The project has long been awaited by local residents as a catalyst for socio-economic development. Once completed, travel time between the city center and Can Gio is expected to be cut to about one hour, compared with the lengthy journey currently required despite the district being just over 40 km from downtown.
Experts say that following the merger of Ba Ria-Vung Tau, Binh Duong, and HCMC, the new HCMC has an opportunity to transform into a true mega city, comparable to Shanghai or Tokyo. Maritime-oriented urban planning, including the development of coastal areas such as Can Gio, is seen as a necessary policy step that could also spur strong growth in the city’s real estate market.
Speaking at the Southern Key Economic Region Real Estate Forum, Nguyen Huu Huan, an associate professor and member of the advisory group for establishing an international financial center in HCMC, said the city could already be considered a mega city in terms of population size and land area, broadly comparable with Tokyo and second only to Shanghai.
However, he noted a wide gap remains in economic output. While leading global cities generate around $1 trillion in gross regional domestic product (GRDP), HCMC’s GRDP stands at about $120 billion, roughly one-10th of that level.
According to Huan, the merger of the three localities is creating significant room for growth, particularly in land availability and urban space. This provides an opportunity to form a more complete mega-city structure with substantially higher economic value over the long term.
Coastal urban potential
Huynh Thanh Dien, a lecturer at Nguyen Tat Thanh University, said that after the administrative restructuring following the merger, the old HCMC center is expected to develop along a service-commercial-urban-industrial model. Large-scale manufacturing activities would gradually shift northeast to the former Binh Duong province.
Port services, logistics and coastal tourism, meanwhile, would be prioritized in the former Ba Ria-Vung Tau province, home to the Cai Mep-Thi Vai port complex, one of Vietnam’s largest cargo transshipment hubs.

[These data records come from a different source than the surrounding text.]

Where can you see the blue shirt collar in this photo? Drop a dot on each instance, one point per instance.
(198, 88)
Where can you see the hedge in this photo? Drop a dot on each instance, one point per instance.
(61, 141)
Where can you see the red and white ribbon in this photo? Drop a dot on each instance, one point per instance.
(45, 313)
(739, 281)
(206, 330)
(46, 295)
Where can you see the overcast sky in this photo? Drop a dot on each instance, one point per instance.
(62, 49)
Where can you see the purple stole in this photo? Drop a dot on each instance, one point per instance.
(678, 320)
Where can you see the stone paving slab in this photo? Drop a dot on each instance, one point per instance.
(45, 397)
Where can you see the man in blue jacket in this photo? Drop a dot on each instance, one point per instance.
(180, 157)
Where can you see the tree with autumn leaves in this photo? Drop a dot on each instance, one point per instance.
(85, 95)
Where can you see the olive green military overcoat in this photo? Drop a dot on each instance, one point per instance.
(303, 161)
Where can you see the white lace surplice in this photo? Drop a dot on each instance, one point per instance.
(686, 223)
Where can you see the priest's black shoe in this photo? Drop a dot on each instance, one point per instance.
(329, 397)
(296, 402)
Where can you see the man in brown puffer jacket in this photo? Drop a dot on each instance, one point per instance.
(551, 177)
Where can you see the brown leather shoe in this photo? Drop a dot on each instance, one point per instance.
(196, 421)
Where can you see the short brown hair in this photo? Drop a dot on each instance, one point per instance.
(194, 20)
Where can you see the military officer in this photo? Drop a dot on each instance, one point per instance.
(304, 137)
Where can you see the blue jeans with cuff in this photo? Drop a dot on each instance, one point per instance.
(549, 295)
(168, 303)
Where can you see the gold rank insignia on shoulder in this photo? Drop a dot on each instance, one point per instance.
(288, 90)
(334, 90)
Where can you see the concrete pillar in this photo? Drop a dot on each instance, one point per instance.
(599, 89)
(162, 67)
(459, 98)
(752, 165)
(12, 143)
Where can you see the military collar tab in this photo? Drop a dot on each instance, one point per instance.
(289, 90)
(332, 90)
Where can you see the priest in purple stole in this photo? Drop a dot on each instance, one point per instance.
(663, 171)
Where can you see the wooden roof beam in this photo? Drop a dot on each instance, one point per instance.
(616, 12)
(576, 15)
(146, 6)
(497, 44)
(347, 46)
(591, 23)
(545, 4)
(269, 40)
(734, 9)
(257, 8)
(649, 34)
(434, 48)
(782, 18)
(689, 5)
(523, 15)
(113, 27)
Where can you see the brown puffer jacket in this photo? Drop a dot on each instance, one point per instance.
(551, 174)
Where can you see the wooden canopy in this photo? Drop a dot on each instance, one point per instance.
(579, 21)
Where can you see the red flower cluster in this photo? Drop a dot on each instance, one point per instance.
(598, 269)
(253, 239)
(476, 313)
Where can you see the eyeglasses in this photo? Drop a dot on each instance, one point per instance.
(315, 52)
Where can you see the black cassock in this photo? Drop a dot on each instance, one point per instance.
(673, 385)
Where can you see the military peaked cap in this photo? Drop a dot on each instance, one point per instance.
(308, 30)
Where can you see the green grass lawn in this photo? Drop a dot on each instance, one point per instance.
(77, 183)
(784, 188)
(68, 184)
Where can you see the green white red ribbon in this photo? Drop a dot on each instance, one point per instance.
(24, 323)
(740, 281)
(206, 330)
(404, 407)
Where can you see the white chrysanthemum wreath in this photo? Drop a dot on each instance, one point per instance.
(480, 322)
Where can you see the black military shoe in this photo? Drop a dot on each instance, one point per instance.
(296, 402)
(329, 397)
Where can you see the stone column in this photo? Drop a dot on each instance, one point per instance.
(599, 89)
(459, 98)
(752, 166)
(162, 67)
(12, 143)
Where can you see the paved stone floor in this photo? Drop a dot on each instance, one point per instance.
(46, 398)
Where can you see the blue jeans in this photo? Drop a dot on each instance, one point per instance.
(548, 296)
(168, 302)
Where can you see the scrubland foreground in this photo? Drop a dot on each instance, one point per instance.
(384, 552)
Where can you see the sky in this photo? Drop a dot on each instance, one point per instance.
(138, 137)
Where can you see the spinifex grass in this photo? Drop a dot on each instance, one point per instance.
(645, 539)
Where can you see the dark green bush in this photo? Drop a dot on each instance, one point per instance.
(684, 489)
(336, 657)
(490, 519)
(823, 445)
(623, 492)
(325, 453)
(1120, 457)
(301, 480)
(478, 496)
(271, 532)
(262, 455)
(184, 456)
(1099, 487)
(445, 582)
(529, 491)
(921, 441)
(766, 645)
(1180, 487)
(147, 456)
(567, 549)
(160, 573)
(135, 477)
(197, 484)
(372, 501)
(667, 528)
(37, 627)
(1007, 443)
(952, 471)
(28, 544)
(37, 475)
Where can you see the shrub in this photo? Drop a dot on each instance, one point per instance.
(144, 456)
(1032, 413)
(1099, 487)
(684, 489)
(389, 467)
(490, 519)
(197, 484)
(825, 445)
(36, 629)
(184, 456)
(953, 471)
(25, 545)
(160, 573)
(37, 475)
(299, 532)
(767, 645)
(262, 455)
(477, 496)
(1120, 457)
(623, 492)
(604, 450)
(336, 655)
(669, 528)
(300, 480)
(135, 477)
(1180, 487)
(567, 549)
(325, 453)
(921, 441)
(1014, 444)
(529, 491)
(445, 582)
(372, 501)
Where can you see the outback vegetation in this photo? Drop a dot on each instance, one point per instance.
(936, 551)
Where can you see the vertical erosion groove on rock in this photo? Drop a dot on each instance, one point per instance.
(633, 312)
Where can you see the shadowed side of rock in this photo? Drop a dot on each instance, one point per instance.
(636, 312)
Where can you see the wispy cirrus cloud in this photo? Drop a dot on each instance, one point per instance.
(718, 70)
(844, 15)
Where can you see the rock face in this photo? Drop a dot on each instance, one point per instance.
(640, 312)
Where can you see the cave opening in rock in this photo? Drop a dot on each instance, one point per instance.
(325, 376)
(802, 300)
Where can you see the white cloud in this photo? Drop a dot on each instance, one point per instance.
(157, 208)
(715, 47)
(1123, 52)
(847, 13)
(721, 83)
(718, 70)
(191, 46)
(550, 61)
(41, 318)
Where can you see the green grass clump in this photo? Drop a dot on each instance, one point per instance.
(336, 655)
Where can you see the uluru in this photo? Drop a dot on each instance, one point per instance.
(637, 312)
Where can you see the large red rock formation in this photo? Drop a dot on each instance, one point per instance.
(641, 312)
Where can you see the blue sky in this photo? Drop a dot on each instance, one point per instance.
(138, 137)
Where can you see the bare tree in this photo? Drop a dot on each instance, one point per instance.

As a result, HCMC is stepping up investment in transport infrastructure to better link these economic zones. Rather than concentrating solely on the old city center, many residents and businesses are expected to gravitate towards newly expanded areas being developed into high-quality urban areas with integrated infrastructure and improved living environments.
Dien said urban planning should follow a “state-as-enabler” approach, with planning coming first and transport corridors following. Transit-oriented development (TOD) can generate real demand, as transport routes create flows of goods, people, jobs and capital, encouraging investment projects along major corridors.
Real estate developers, he added, should focus on shaping lifestyles and ecosystems tied to transport routes rather than chasing short-term market cycles, to avoid wasting social resources.
Sharing a similar view, Tran Dinh Thien, an associate professor and former head of the Vietnam Institute of Economics, said real estate development must be closely aligned with broader urban thinking, addressing living space, connectivity, and spillover effects.
He said development should not focus solely on metro lines but also on the requirements of future cities, particularly the potential of maritime space. A Can Gio seaport, if developed at the right scale, could become an international transshipment hub, providing a major boost to logistics and the maritime economy.
HCMC’s riverfront space is another rare advantage, Thien said, with multiple major rivers flowing through the city and creating opportunities for economic, cultural and urban tourism development. Enhancing river systems and linking them with seaports could help attract investors and elevate the city’s profile.
“In this context, a mega-city Ho Chi Minh City could become a national economic leader, especially as Long Thanh airport is expected to serve as a regional and international transit hub,” Thien said, adding that expanding connectivity across aviation, roads, expressways, ring roads and metro lines is crucial to attracting international resources.
Nguyen Quang Tuyen, an associate professor and vice chairman of the university council at Hanoi Law University, said that after regional consolidation, HCMC now has a population of more than 20 million and contributes about 27% of national GDP, providing a strong foundation for mega-city development.
Foreign investment inflows are expected to continue alongside capital shifting from northern Vietnam, supported by the city’s strategic location, clearer planning, improving infrastructure, and major projects such as Long Thanh airport and the North-South high-speed railway, which will significantly shorten travel times once completed.
Can Gio is emerging as a strategically located coastal city along major Pacific-Atlantic trade routes, acting as a springboard for HCMC to expand towards the sea. Early planning and strong policy commitment by city authorities will be critical to realizing this potential.